Mariquita Micki Davis
Håfa taimanu nai siña ta fa’che’chu’i i tano’-ta? How can we serve our land?
2020
Tamuning, Guam
This billboard features a photo I took of the Chief Gadao statue from my last visit to Guåhan. On this return I was supporting my family to relocate from our family home which legally tied our family to the land. This was sadly not the first, WW11 had displaced my grandmother (familian Dådi) from her ancestral land in Sumay (now the Naval base), she settled in Hågat in the years that followed with my grandfather (familian Gadas). The home and store which they built and successfully ran were a testament to their resilience and ingenuity. During breaks of excavating the home with no aircon, I would drive further south with my camera to get some air and ponder this fate.
When your team reached out to me I was elated and then perplexed. How to represent respectfully in the homeland when one is working in the diaspora? In a fit of confusion I called a che'lu to process and blurted out, "the question for us in the diaspora is 'How can we serve our homeland?'". It was then I realized that this question hit to the core of what I want to address as an artist, it could be respectful and honorific in it's provocation.
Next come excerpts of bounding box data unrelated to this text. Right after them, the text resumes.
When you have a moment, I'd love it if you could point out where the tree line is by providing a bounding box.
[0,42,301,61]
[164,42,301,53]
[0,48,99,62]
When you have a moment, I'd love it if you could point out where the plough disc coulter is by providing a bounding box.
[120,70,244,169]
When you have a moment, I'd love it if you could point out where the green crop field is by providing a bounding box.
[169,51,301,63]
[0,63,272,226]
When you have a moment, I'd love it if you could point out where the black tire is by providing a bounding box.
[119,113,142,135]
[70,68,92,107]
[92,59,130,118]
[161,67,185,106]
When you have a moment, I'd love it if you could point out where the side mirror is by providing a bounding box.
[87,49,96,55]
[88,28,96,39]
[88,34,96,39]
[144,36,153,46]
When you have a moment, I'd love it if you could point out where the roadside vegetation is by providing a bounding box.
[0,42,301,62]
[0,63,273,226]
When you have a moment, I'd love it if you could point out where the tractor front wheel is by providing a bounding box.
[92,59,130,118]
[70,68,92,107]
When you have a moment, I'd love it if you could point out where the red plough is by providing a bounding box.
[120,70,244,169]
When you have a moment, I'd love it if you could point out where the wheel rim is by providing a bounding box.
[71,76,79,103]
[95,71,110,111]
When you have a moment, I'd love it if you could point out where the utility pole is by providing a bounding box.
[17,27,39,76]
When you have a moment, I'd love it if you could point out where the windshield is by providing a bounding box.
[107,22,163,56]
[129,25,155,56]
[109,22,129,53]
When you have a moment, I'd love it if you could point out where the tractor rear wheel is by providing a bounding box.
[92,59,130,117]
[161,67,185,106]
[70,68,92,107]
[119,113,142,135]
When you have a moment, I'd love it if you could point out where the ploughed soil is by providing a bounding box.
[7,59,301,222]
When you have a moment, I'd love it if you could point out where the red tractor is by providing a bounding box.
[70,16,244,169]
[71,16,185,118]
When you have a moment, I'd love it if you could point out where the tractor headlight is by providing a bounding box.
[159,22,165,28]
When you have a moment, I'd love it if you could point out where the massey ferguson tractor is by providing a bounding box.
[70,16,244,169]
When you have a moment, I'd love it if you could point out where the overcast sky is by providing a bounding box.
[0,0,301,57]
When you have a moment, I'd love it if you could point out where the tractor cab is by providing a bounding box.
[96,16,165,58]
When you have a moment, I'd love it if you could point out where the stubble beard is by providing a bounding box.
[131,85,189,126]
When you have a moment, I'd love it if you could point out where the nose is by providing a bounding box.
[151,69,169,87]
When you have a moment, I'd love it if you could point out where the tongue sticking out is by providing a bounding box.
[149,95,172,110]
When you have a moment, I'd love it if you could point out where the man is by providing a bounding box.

Jeremy Cepeda was brought in to translate. Jeremy is a CHamoru who is committed to educating our community by re-orienting us to the older styles of speaking or fino' håya. Håfa taimanu nai siña ta fa’che’chu’i i tano’-ta literally translated means: How can we work for our land? Translating the phrase brings up a lot for me, because I am early on my language journey and I am not alone. Like others, when I want to learn words I reach out to a network of family and friends. Translating one Chamoru word can sparked an entire debate from Guåhan, California, Texas and Georgia. If that happens with this billboard, I would feel like it has served a great purpose, though I hope it incites in it's readers and translators the other questions of colonial presence and its effect on all of us, from locals to the diaspora, as I struggle to pronounce the question myself, the child of a CHamoru baby boomer who remembers the signs SPEAK ENGLISH ONLY in school.